見出し画像

【検証コロナ禍】緊急事態宣言の発令・解除の基準は極めて曖昧 ステージ3の3県が未解除

 罰則と「まん延防止等重点措置」新設を柱とする新型インフルエンザ等対策特別措置法の改正法が2月13日施行された。
 1月8日から再発出された緊急事態宣言は、茨城県(2月7日解除)を除く10都府県が1ヶ月延長となったが、うち3県は
ステージ4相当の指標が一つもないのに発令されたままとなっている。他方、2つの指標でステージ4相当になっている沖縄県は発令が見送られている。
 まん延防止等重点措置は基準が一層あいまいで、発令・解除が恣意的に行われる可能性が高まっている。
(冒頭写真は内閣官房サイト=2月13日)

緊急事態宣言は「ステージ4」

 これまで、政府は「ステージ4」相当で緊急事態宣言を発令し、「ステージ3」相当になれば解除するという基本方針を示してきた。
 感染拡大状況と医療提供体制によって4つの「ステージ」に区分けする考え方は昨年8月に専門家の分科会が提言したもので、政府も原則としてこの基準を踏まえて緊急事態宣言の発令・解除を判断すると表明していた。

(緊急事態宣言発出の考え方)
 国内での感染拡大及び医療提供体制・公衆衛生体制のひっ迫の状況(特に、分科会提言におけるステージⅣ相当の対策が必要な地域の状況等)を踏まえて、全国的かつ急速なまん延により国民生活及び国民経済に甚大な影響を及ぼすおそれがあるか否かについて、政府対策本部長が基本的対処方針等諮問委員会の意見を十分踏まえた上で総合的に判断する

(緊急事態宣言解除の考え方)
 国内での感染及び医療提供体制・公衆衛生体制のひっ迫の状況(特に、緊急事態措置区域が、分科会提言におけるステージⅢ相当の対策が必要な地域になっているか等)を踏まえて、政府対策本部長が基本的対処方針等諮問委員会の意見を十分踏まえた上で総合的に判断する
 なお、緊急事態宣言の解除後の対策の緩和については段階的に行い、必要な対策はステージⅡ相当以下に下がるまで続ける
基本的対処方針、2021年1月7日改定

「ミニ緊急事態宣言」解除の基準は「総合的判断」のみ

 特措法改正で、緊急事態宣言の前段階である「ステージ3」相当で発動することを想定し、緊急事態宣言時とほぼ同じ権限を知事に付与する「まん延防止等重点措置」(=ミニ緊急事態宣言)が導入された。
 ところが、同措置は「ステージ2」相当で解除するという方針が示されるのかと思いきや、そうではなかった
 まず、もともと特措法上、解除の基準が極めて曖昧であることは既に指摘したが、それを詳しく定めるはずの政令でも、新型コロナの「感染拡大のおそれ」があり「医療提供に支障が生じるおそれ」があれば、まん延防止等重点措置に該当する、とされた。これらの「おそれ」がなくならない限り、まん延防止等重点措置を発動できる可能性がある(異常に長文なので、文末注に記載)。

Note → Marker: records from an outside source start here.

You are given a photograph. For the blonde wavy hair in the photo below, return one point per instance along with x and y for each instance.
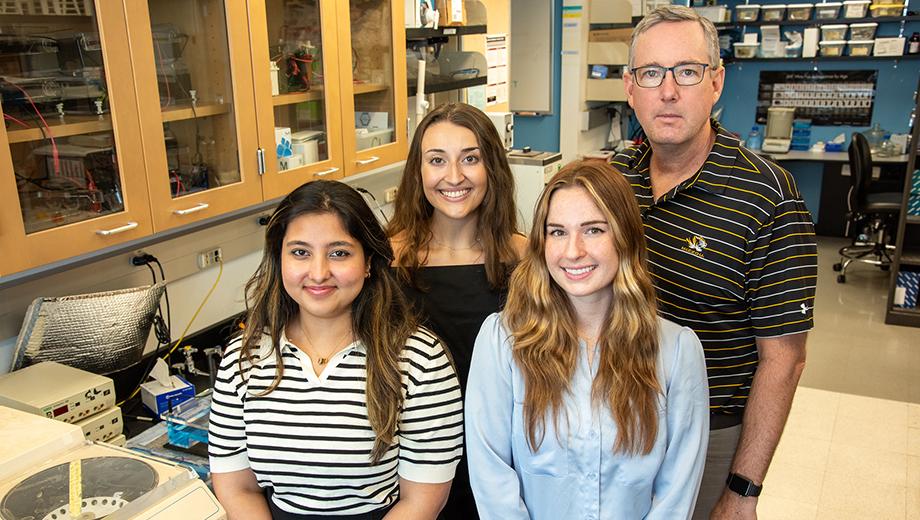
(542, 321)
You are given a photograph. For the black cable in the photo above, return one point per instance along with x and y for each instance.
(166, 296)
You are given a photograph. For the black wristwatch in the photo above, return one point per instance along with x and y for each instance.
(742, 485)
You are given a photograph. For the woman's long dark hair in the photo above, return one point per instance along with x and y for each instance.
(381, 317)
(497, 214)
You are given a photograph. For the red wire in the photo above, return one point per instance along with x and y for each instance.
(54, 153)
(13, 119)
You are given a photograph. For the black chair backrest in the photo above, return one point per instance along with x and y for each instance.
(860, 171)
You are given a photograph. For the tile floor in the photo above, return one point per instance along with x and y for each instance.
(851, 448)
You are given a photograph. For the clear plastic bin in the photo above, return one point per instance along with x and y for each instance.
(747, 13)
(834, 32)
(860, 47)
(856, 8)
(832, 48)
(746, 50)
(827, 10)
(798, 12)
(886, 10)
(863, 31)
(772, 13)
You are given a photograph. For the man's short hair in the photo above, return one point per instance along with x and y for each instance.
(678, 13)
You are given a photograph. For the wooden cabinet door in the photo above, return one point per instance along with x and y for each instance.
(297, 92)
(372, 60)
(71, 167)
(193, 69)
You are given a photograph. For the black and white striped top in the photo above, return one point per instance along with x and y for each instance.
(310, 439)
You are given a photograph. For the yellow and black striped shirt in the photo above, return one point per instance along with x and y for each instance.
(732, 253)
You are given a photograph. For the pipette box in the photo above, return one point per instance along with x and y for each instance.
(158, 398)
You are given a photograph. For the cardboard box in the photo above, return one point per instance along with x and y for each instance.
(610, 35)
(889, 47)
(452, 12)
(158, 398)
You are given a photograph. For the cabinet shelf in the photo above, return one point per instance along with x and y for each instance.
(316, 93)
(817, 23)
(72, 125)
(443, 86)
(183, 113)
(423, 33)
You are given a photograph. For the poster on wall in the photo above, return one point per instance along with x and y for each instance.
(828, 98)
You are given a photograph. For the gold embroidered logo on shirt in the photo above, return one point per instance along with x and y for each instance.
(695, 245)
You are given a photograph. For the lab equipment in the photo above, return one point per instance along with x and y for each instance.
(779, 129)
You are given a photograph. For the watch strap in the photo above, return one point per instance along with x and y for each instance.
(742, 486)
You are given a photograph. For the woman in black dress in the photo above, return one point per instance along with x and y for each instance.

 法施行とあわせて改定された政府の基本的対処方針でも、解除の基準に「ステージ2」という文言は入らず、「総合的判断」という文言しか入っていなかった。

(まん延防止等重点措置の実施の考え方)
 都道府県の特定の区域において感染が拡大し、当該都道府県全域に感染が拡大するおそれがあり、それに伴い医療提供体制・公衆衛生体制に支障が生ずるおそれがあると認められる事態が発生していること(特に、分科会提言におけるステージⅢ相当の対策が必要な地域の状況になっている等)を踏まえ、政府対策本部長が基本的対処方針等諮問委員会の意見を十分踏まえた上で総合的に判断する。
 また、都道府県がステージⅡ相当の対策が必要な地域においても、当該都道府県の特定の区域において感染が急速に拡大し、都道府県全域に感染が拡大するおそれがあると認められる場合や、都道府県がステージⅢ相当の対策が必要な地域において、感染が減少傾向であっても、当該都道府県の特定の区域において感染水準が高い又は感染が拡大しているなど、感染の再拡大を防止する必要性が高い場合に、政府対策本部長が基本的対処方針等諮問委員会の意見を十分踏まえた上で総合的に判断する。

(まん延防止等重点措置の終了の考え方)
都道府県の感染及び医療提供体制・公衆衛生体制のひっ迫の状況(特に、まん延防止等重点措置を実施している区域の感染状況が、都道府県全域に感染を拡大させるおそれがない水準か等)を踏まえて、政府対策本部長が基本的対処方針等諮問委員会の意見を十分踏まえた上で総合的に判断する
基本的対処方針、2021年2月12日改定

 従来の基本的対処方針でも、緊急事態宣言の解除は「ステージ3」相当で解除するとの原則を示していた。ところが、今回新設された「まん延防止等重点措置」の解除については、「ステージ2」相当で解除するとの原則は示されなかったのである。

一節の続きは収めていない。